In the field of AI, particularly missing is a discussion of neural networks and deep learning which are two of the main tools used in AI research. Also missing is a view of a plurality of AI scenarios in which machines either complement, subjugate or are largely tamed by humans. When it comes to AI and the future, while general trends are going to be important, much of the devil will be in the details – details which decide how the actual applications of AI will be sliced and diced. This is an arena in which even Mr. Harari’s capacious intellect falls short. The ensuing discussion thus seems tantalizing but does not give us a clear idea of the actual potential of machine technology to impact human culture and civilization. For reading more about these aspects, I would recommend books like Nick Bostrom’s “Superintelligence”, Pedro Domingos’s “The Master Algorithm” and John Markoff’s “Machines of Loving Grace”. All these books delve into the actual details that sum up the promise and fear of artificial intelligence.
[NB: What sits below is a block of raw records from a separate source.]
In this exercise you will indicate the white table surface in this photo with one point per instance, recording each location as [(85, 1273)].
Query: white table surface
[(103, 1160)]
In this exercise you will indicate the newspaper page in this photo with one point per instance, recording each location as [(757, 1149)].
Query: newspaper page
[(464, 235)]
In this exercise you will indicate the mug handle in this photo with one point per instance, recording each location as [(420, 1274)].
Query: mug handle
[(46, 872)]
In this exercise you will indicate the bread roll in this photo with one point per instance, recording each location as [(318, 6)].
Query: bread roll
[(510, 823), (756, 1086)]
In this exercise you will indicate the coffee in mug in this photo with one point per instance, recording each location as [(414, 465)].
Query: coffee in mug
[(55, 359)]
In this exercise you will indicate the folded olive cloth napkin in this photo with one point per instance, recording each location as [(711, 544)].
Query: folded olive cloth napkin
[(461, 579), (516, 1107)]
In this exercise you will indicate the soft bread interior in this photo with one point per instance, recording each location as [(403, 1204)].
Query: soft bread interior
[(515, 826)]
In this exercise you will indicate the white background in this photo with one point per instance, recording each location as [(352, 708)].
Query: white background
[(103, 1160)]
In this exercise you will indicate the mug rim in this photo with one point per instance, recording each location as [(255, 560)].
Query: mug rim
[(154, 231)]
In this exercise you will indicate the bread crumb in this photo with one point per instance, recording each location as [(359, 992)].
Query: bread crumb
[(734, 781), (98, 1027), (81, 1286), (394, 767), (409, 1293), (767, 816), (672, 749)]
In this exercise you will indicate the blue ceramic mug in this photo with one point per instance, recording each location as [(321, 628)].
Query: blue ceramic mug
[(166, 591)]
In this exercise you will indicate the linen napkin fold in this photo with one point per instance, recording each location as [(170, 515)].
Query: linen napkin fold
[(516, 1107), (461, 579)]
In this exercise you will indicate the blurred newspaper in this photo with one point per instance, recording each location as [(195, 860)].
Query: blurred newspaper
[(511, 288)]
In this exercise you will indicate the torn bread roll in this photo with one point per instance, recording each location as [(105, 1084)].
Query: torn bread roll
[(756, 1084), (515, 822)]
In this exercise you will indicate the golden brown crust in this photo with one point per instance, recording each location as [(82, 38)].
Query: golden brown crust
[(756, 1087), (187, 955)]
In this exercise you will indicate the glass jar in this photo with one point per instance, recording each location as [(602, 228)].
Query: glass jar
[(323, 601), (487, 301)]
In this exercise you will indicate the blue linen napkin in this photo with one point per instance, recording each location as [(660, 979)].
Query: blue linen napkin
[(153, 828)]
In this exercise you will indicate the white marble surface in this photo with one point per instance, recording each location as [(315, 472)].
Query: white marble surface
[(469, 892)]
Notwithstanding these limitations, the book is certainly readable, especially if you haven’t read “Sapiens” before. Mr. Harari’s writing is often crisp, the play of his words is deftly clever and the reach of his mind and imagination immerses us in a grand landscape of ideas and history. At the very least he gives us a very good idea of how far we as human beings have come and how far we still have to go. As a proficient prognosticator Mr. Harari’s crystal ball remains murky, but as a surveyor of past human accomplishments his robust and unique abilities are still impressive and worth admiring.